Tuesday, August 16, 2011

So the cat is out of the bag....

figuratively speaking, and I am relieved. I have been carrying around the secret of my impending retirement for many months now. It has constrained me in ways I didn't even know until I wrote the letter, informed the board, and then had the letter mailed to the congregation.

The letter arrived in most mailboxes yesterday and I also posted it here and on Facebook. Interesting to be using social media to get the word out---for instant feedback, there's no equal to FB and blog.

Colleagues responded first, with encouragement and thoughtful advice. They mostly are thrilled for me and I suspect they crave the kind of personal time retirement can bring. Ministry gives a distinctive shape to one's life and it doesn't allow for very much personal time. I thought I detected a note of slight envy, as well as the message to not slip off the map while wallowing in the freedom from ministerial duties.

Response from congregants has been slowly coming in and, by and large, they're excited for me and sad for themselves. My friend A warned me yesterday over our lunch not to be surprised if people experience "abandonment issues" and start acting crazy. We'll see how that turns out. I would hope that this healthy bunch of folks would be able to deal just fine.

I do feel sad about leaving them and I feel sad that this news has come on the heels of a tragic death and another impending death in our midst. But there wasn't a better time and I was having a hard time keeping my mouth shut. Still, when I announced it to the board, one fellow said "so, it comes in threes". Maybe that means we're done with loss for awhile.

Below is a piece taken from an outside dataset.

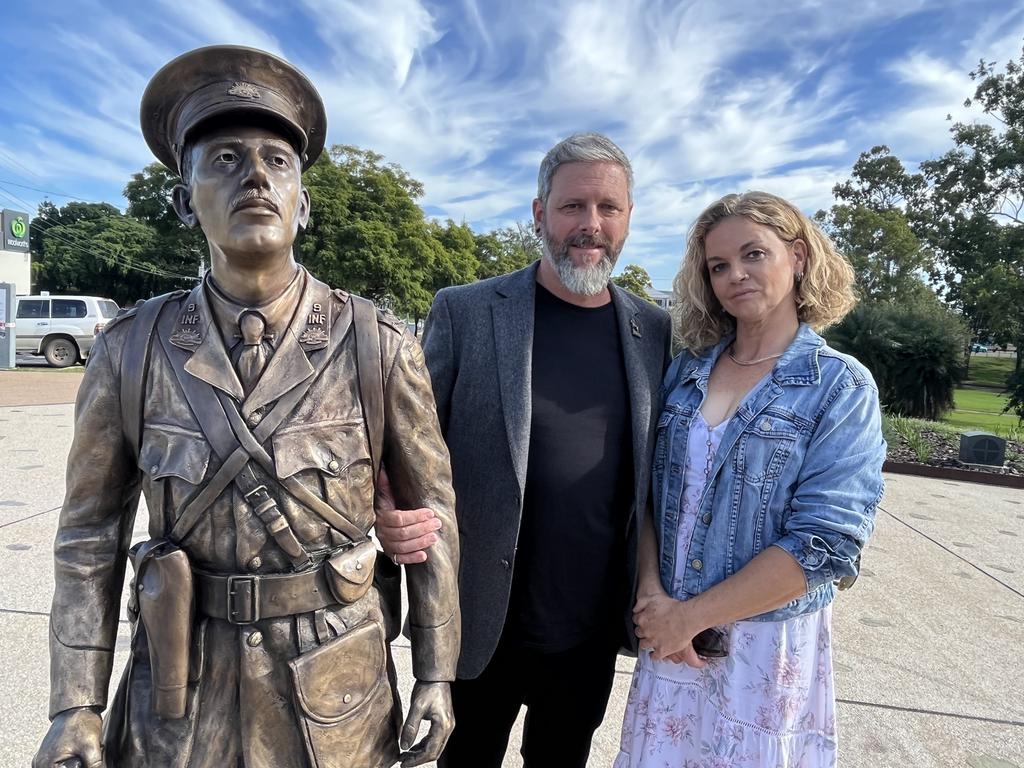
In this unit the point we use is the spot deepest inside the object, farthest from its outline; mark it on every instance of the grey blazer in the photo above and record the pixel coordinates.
(478, 346)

I find myself checking off things mentally: this time next year I won't go to a board retreat, or plan an adult RE program, or conduct the animal blessing or the water ceremony or... And I won't need to sort out problems like hurt feelings in a congregant or the request to return by a former member who caused difficulty in the past or submit newsletter items.

It's a mixed bag, of course, because I will miss doing many of these things. And yet I won't wake up in the night, either, wondering what the best response is to the disgruntled congregant or the difficult former member. No more deadlines! No more sermon scrambling! No more UUCWI, in just 10 more months.

And that's tough. UUMA guidelines make it clear that former ministers have a duty to the incoming minister to clear out for awhile, give the new person plenty of room to make his/her own connection to the beloved community. I'll have to figure out what to do about some of my connections with the congregation, like Facebook, but generally I respect the guidelines and will be careful not to interfere with the new configuration of leadership.

It's a good thing that I'm moving 200 miles away, by choice. I won't need to do the awkward dance of fobbing off conversations in the grocery store that wander into UUCWI business that I can't share. My job will be to be caring but not involved, not competing with the colleague who is in the process of bonding with this congregation I love so dearly.

10 comments:

LinguistFriend said...

This move is not entirely a surprise, in terms of the mood that you have expressed at times. But I wish you well in making the transition in personal terms. I hope that you have that well scoped out, although I have the impression that you are good at such things. Good luck, Kit.

Lilylou said...

Thanks, LF.

Robin Edgar said...

"I have been carrying around the secret of my impending retirement for many months now."

Well one did not have to read between the lines very much to catch *that* not so secret "secret" Kit. In fact I thought that you quite openly spoke about a desire to retire soon in some of your posts. I was not the least bit surprised by your letter.

So where are you off too?

Lilylou said...

I know I'd been hinting at it in an effort to get my congregation to a point where they would be half-expecting it. The date was the only secret.

I'm moving to Astoria, Oregon, where I've wanted to live for a long time.

Robin Edgar said...

Well good luck with the move and everything.

Bringing the cats along?

Lilylou said...

For sure I'll take Loosy and Lily, but I'm thinking Max would do better if I find him a home here on the island. He's a barn cat at heart and a mouser who would be a valuable asset to a farm family. But I'll miss him---though L & L will not!

Robin Edgar said...

I agree that it is probably best for Max to stay in his established territory. I was actually going to suggest that to you knowing what I know about Max, but I wanted to hear what your plans were first. I guess it's another case of great minds thinking alike. ;-)

Lilylou said...

Definitely we are on the same page there, Robin!

Mile High Pixie said...

Woohoo! We're all allowed, especially after giving so much to others, to take some time for ourselves. Good on you, Rev. Kit! And you've given them plenty of time to find a new pastor, so that's good of you too. (But promise you wont' stop blogging?!)

Lilylou said...

I'm hoping to feel a bit more free in the blogging arena, Pixie, since I'm not keeping the secret anymore! Thanks for your kind words.